Held: The application was allowed in part.
A management order under section 24 of the 1987 Act was not intended to punish a landlord. The policy of the Act was to place the management of the premises in the hands of an independent person, better able than the landlord to manage the property in the interests of all of those with an interest in it. If the effect of the order would be to jeopardise the applicants’ interest in the property, that would be a matter of legitimate concern to them on which it would be appropriate for them to seek the assistance of the FTT by making an application, under section 24(9) of the Act, for the FTT to modify its own order.
The purpose of the two disputed terms of the management order was not immediately clear, nor was it clear why it should be thought appropriate for the landlord’s interests to be charged with the borrowings of the manager, or for the landlord to be prevented from disposing of its interest, especially where there was no evidence that the landlord was liable to contribute to the service charge on account of flats which it owned. Whether the presence of those terms was necessary required a fuller consideration of the matter than could appropriately be provided on an appeal to the Upper Tribunal.
The applicants had not previously focused sufficiently on the detailed terms of the order, with the result that the FTT had made the order on the assumption that its terms were uncontroversial. That fact did not preclude an application to amend the order on grounds on which the applicants had not previously relied. It did not require an appeal to the Upper Tribunal, let alone a stay of the management order, for the applicants’ position to be sufficiently protected. An application to the tribunal which made the order, and which was responsible for supervising its implementation, was the speedier, cheaper and more appropriate course.

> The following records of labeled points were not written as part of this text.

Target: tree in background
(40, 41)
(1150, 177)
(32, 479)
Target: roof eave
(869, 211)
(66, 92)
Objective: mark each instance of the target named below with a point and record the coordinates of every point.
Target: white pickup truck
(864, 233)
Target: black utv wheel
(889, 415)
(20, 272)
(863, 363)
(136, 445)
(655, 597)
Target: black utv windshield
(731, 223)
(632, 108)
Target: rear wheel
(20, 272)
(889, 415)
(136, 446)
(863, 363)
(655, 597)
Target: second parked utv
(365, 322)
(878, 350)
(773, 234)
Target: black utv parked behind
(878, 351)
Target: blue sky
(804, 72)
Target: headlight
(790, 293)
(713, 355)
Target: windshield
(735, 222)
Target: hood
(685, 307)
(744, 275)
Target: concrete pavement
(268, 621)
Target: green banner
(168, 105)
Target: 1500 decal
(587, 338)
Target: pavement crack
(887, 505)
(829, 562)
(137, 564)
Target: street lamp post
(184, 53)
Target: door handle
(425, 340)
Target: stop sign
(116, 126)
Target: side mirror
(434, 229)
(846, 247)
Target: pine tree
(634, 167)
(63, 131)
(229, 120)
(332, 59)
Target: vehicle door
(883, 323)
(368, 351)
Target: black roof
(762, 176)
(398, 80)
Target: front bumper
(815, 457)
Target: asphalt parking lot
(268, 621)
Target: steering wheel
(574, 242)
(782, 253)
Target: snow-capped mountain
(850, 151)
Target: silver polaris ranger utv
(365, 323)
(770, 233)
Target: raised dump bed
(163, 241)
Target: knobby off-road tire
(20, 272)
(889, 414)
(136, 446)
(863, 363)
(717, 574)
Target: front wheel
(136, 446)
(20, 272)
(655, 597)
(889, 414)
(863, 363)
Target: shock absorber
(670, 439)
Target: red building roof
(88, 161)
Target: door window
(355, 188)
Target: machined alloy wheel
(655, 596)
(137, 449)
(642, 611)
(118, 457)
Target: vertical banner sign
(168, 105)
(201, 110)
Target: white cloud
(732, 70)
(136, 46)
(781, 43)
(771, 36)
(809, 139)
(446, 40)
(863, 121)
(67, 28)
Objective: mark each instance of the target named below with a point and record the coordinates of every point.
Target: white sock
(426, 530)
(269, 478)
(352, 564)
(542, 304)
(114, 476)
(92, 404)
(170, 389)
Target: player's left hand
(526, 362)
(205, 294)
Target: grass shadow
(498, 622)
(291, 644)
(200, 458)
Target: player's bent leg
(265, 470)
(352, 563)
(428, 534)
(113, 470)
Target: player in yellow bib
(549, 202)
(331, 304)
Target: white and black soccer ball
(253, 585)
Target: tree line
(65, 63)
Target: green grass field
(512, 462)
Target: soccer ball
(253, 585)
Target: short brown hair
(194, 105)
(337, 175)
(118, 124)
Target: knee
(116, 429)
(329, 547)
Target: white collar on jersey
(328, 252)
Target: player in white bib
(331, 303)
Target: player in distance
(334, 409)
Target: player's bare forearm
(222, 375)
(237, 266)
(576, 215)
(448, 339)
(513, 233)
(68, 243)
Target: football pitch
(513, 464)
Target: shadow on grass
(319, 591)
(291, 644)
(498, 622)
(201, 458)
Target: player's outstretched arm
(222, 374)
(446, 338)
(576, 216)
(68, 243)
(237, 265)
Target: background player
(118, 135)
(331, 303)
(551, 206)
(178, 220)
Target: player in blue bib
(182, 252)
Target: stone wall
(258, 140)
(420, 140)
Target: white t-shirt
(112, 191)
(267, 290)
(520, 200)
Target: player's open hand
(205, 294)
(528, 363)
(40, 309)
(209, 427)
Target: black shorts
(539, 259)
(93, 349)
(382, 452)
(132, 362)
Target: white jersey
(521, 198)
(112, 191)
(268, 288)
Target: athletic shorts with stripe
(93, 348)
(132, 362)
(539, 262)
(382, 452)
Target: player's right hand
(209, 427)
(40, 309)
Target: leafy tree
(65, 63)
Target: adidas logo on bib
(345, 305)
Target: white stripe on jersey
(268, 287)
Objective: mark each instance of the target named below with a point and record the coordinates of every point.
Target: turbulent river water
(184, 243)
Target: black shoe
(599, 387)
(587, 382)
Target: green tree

In the instant case, the proper course was to suspend the disputed terms of the order for a period of 28 days to enable the applicants to make such application as they might wish to make to the FTT, under section 24(9), in order to procure any change that the FTT might consider to be appropriate. If such an application was made, then the stay would continue until the application was determined. The stay would also continue for as long as both parties agreed that it should continue, so that, if there were ongoing discussions between the parties about any other amendments to the order, it would not be necessary for the applicants to make a premature application to the FTT. If the parties agreed to any amendments, then they should seek the views of the manager before making a joint application to the tribunal under section 29(4) to vary the terms of the order.
Justin Bates (instructed by Trowers & Hamlins) appeared for the appellants; Amanda Gourlay (instructed by direct access) appeared for the respondents.